6. Il n’est pas contesté que le bien en cause n’était pas affecté à titre principal à usage de bureaux et ne répondait donc pas aux conditions posées par les dispositions du deuxième alinéa du 10 de l’article 39 du code général des impôts. Ainsi, et contrairement à ce que soutient la société B. C. L, le prix de revient de l’immeuble en litige ne pouvait être amorti sur sa durée normale d’utilisation restant à courir, à la date de levée de l’option, depuis son acquisition par le bailleur. Dès lors, c’est à bon droit que l’administration fiscale a retenu que l’amortissement du bien devait être calculé sur sa durée normale d’utilisation, à partir de la levée de l’option.
7. Enfin et en tout état de cause, la société requérante n’établit pas qu’une dépréciation effective et définitive du bien immobilier en cause aurait justifié, en l’espèce, l’application d’un amortissement exceptionnel. Par suite, le moyen doit être écarté.
En ce qui concerne l’interprétation administrative de la loi fiscale :
8. La société B. C. L n’est pas fondée à se prévaloir du paragraphe 60 de la doctrine publiée au bulletin officiel des finances publiques – impôts le 23 septembre 2013 sous la référence BOI-BIC-AMT-10-40-30 relative, qui ne comporte pas une interprétation de la loi fiscale différente de celle dont il a été fait application.

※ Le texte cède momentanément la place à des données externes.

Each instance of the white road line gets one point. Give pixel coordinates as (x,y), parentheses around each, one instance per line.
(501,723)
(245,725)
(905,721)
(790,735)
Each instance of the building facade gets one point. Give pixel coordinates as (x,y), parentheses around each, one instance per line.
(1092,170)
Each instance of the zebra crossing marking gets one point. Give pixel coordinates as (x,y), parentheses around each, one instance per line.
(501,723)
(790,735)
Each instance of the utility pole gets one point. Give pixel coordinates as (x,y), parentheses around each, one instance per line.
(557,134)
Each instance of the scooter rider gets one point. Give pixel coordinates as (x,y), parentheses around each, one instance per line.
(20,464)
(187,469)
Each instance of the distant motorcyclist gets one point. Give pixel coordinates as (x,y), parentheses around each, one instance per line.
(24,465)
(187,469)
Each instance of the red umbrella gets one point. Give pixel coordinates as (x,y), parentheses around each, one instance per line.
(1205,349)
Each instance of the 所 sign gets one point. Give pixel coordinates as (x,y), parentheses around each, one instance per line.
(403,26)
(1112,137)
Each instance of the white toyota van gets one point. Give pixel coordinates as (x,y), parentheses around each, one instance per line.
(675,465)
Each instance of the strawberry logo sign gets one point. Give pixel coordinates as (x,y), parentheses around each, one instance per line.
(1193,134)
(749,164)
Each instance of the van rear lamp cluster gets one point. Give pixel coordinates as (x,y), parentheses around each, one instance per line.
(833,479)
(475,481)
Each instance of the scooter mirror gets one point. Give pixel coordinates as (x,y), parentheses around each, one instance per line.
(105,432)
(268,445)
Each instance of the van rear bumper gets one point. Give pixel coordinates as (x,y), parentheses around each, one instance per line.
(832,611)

9. Il résulte de tout ce qui précède, sans qu’il soit besoin de statuer sur la fin de non-recevoir opposée par le ministre de l’économie, des finances et de la souveraineté industrielle et numérique, que la société B. C. L n’est pas fondée à soutenir que c’est à tort que, par le jugement attaqué, le tribunal administratif de Melun a rejeté sa demande. Par voie de conséquence, les conclusions présentées sur le fondement de l’article L. 761-1 du code de justice administrative doivent être rejetées.
D É C I D E :
Article 1er : La requête de la société B. C. L est rejetée.

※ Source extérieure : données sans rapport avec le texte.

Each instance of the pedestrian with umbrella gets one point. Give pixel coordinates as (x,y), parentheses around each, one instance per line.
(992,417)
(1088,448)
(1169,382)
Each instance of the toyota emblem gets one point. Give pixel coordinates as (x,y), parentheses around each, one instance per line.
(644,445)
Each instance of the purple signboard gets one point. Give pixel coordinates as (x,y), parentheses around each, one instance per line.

Article 2 : Le présent arrêt sera notifié à la société civile immobilière B. C. L et au ministre de l’action et des comptes publics.
Copie en sera adressée à la direction régionale des finances publics d’Ile-de-France et de Paris.
Délibéré après l’audience du 5 mai 2026, où siégeaient :
- M. Barthez, président de chambre,
- Mme Milon, présidente assesseure,
- M. Aggiouri, premier conseiller.
Rendu public par mise à disposition au greffe, le 29 mai 2026.
Le rapporteur,
K. AGGIOURILe président,
A. BARTHEZ
La greffière,
D. SAID-CHEIK
La République mande et ordonne au ministre de l’action et des comptes publics en ce qui le concerne ou à tous commissaires de justice à ce requis en ce qui concerne les voies de droit commun contre les parties privées, de pourvoir à l’exécution de la présente décision.